The definition the council were discussing has been widely criticised for a number of reasons – particularly its vagueness, and the potential for unintended implications for free speech. For these reasons, the Government has decided against adopting it. While many local councils have adopted this definition, many hundreds also have decided not to.

In exploring the discussion on this new definition of Islamophobia, following last week’s council row, I realise there is no clear response.

If I had been a councillor involved in the discussion, I would have been torn between wanting to support the new definition, to demonstrate to my Muslim constituents that I understand and hugely sympathise with the racism they experience, but also would have had concerns about the vagueness of the definition, and its interpretations.

I feel the definition opens up the potential for unintended consequences. Clearly, I would be partly influenced by the fact that the Government has decided not to back the definition.

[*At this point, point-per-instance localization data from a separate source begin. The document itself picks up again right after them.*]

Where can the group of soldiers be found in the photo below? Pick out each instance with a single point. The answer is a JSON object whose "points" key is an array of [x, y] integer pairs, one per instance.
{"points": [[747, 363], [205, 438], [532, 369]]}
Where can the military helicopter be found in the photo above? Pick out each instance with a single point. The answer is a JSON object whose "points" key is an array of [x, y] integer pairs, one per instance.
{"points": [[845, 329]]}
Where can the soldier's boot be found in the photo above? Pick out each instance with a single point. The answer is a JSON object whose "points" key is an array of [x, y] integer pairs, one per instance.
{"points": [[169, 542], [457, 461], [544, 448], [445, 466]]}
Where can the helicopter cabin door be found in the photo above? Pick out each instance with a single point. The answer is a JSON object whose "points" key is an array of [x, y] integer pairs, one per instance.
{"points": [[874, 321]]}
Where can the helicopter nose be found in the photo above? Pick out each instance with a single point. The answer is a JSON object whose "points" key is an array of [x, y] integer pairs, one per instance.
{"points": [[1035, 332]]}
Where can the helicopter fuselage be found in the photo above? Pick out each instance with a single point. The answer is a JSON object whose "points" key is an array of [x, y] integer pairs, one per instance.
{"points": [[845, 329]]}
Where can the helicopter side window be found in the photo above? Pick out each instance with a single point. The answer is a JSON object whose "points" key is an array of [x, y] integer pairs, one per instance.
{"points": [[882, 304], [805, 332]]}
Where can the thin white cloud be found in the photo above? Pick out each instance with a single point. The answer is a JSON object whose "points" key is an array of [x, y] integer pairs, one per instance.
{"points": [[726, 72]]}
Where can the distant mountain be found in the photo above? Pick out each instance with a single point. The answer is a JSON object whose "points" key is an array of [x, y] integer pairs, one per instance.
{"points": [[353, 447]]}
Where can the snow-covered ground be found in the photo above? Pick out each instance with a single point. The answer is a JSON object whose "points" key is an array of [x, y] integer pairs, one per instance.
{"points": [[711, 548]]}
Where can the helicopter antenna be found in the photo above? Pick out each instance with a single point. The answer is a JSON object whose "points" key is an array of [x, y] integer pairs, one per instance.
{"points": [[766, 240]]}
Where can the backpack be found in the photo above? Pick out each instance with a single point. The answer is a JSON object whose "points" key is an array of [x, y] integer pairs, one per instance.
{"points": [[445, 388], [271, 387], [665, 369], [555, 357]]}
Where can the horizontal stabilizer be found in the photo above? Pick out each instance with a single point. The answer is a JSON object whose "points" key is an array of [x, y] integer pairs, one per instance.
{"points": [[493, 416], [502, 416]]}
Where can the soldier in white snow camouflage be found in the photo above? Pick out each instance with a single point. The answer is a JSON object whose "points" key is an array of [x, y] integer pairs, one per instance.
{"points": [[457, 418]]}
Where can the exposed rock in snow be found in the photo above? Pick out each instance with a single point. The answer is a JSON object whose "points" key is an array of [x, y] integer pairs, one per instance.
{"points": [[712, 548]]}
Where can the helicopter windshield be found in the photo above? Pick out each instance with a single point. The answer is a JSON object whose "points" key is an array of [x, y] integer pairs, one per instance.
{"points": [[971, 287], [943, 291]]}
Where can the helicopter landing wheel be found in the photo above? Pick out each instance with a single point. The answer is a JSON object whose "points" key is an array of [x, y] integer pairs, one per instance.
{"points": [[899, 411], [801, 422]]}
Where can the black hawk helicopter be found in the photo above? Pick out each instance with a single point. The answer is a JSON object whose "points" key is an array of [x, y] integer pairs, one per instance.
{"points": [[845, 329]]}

Ultimately though, this wasn’t a matter for me. It was a matter for the elected councillors to debate and vote on. As such, I was very surprised to be notified of an audio clip, which heard a senior elected Labour councillor in the council Chamber stating that I had “racist” views.

Despite the fact that I was not present at the meeting, and haven’t expressed views on the topic, the Labour councillor levelled just about the most serious accusation in politics at me.  

Since I wasn’t involved in the discussion raised at the council meeting, I have been left scratching my head over all the previous incidents where this elected Labour councillor has attacked me since I was elected. The most notable issues relate to my views on the need to tackle illegal immigration and ensure strong border controls. 

So, I can only assume that by “racist views”, the Labour councillor in question refers to my views on illegal immigration. Perhaps this is unsurprising: the opinions of the local Labour councillors seem to reflect the sentiments of Keir Starmer, who back in 1988 claimed that all immigration control is ‘racist’. 

However, thousands of residents in Town agree with border control. That doesn’t make them racist. Thousands had and have concerns about BLM, the political movement. That doesn’t make them racist.

I think it’s an utter disgrace that a senior elected Councillor is able to level these sorts of libellous, unfounded and unsubstantiated accusations in official council meetings in the main Council chamber. 

Unsurprisingly, due to these baseless accusations being levelled against both myself and another Councillor, there have been multiple code of conduct complaints: it is now in the hands of Ipswich Borough Council, to ensure the matter is dealt with and taken seriously. 

In short, my advice to the local Labour Party is to rethink the strategy of labelling political opponents as racist, when the reality is mere difference of opinion. Not only is this a divisive strategy, and insults the thousands of Ipswich voters sharing my views, but demonstrates a clear breech in councillor code of conduct.

In politics, it’s important that we are able to engage in disagreements while remaining civil: it shouldn’t be the case that disagreement turns to slander or abuse of opponents. We need to get better at disagreeing with each other, without resorting to insults.